Révision des Règlements sur la pêche côtière
Quelques suggestions des associations de pêcheurs
Le ministère des Pêches et Océans Canada (MPO) a entrepris cet été un examen exhaustif des Règlements sur la pêche côtière qui guident notamment l’émission de permis dans le secteur de la pêche côtière au Canada atlantique. Les intervenants concernés étaient invités à des séances de mobilisation pour partager leurs points de vue et discuter d’idées sur les mesures qui pourraient être prises. Voici un survol des recommandations des trois associations qui représentent des pêcheurs commerciaux au Nouveau-Brunswick.
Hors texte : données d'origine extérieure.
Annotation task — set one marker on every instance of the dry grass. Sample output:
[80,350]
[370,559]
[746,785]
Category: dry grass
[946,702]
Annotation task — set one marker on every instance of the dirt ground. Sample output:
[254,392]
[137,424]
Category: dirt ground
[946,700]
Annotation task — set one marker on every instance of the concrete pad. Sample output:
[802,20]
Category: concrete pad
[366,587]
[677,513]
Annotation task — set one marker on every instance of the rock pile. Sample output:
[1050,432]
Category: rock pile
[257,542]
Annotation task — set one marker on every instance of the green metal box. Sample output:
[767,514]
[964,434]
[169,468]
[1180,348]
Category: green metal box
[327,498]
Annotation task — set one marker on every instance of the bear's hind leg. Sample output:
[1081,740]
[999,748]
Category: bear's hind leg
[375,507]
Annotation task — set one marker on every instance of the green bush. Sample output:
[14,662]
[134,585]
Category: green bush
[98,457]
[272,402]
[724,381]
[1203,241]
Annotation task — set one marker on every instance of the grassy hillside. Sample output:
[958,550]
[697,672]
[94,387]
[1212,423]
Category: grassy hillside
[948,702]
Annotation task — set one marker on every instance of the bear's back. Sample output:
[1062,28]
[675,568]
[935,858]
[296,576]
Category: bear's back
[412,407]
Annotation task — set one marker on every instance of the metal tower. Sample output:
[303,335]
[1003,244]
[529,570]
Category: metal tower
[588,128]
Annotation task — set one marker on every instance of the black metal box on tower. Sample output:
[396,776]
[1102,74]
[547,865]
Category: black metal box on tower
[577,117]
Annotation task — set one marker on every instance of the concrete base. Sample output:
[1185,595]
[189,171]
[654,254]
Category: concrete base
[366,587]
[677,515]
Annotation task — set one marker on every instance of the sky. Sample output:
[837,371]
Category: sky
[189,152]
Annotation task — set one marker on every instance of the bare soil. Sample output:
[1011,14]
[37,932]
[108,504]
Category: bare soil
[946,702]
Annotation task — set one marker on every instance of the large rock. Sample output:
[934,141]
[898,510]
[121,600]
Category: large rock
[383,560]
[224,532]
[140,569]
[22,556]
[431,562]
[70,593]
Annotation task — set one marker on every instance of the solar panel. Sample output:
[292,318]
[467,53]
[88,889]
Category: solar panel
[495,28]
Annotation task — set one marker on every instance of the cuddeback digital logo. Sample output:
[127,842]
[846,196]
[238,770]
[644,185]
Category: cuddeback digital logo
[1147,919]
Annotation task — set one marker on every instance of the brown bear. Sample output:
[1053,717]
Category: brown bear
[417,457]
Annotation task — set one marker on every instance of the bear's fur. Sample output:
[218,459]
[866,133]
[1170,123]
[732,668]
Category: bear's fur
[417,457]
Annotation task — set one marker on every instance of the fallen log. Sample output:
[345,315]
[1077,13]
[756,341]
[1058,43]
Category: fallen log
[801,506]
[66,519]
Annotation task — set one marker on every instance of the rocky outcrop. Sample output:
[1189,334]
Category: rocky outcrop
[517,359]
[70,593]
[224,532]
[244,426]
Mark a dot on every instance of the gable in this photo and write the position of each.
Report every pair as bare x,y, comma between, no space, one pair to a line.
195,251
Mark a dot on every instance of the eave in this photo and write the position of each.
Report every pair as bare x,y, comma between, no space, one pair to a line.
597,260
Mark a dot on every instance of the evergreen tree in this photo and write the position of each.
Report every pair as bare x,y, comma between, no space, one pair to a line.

Plus de flexibilité en certaines circonstances
Jean Lanteigne de la Fédération régionale acadienne des pêcheurs professionnels (FRAPP) explique que leurs membres n’ont habituellement aucune difficulté à se conformer à l’exigence d’être sur le bateau. Une problématique survient cependant lors de situations exceptionnelles, comme une personne atteinte d’une maladie grave qui l’empêcherait de partir en mer pour une longue période. « Le ministère accorde un délai de cinq ans, mais à la sixième année, le pêcheur risque de perdre son permis », avance-t-il.
La FRAPP dit reconnaitre l’esprit de la loi, mais demande une certaine flexibilité dans certaines circonstances, comme la maladie ou bien
le décès soudain d’un pêcheur avec un enfant encore trop jeune pour
prendre la relève.
Un permis de pêche familial commercial
Ces propos trouvent écho auprès de Marcel Hébert de l’Association des crabiers acadiens (ACA) qui, elle, préconise un permis de pêche familial commercial. « Ça permettrait de transférer le permis à ses enfants », explique-t-il.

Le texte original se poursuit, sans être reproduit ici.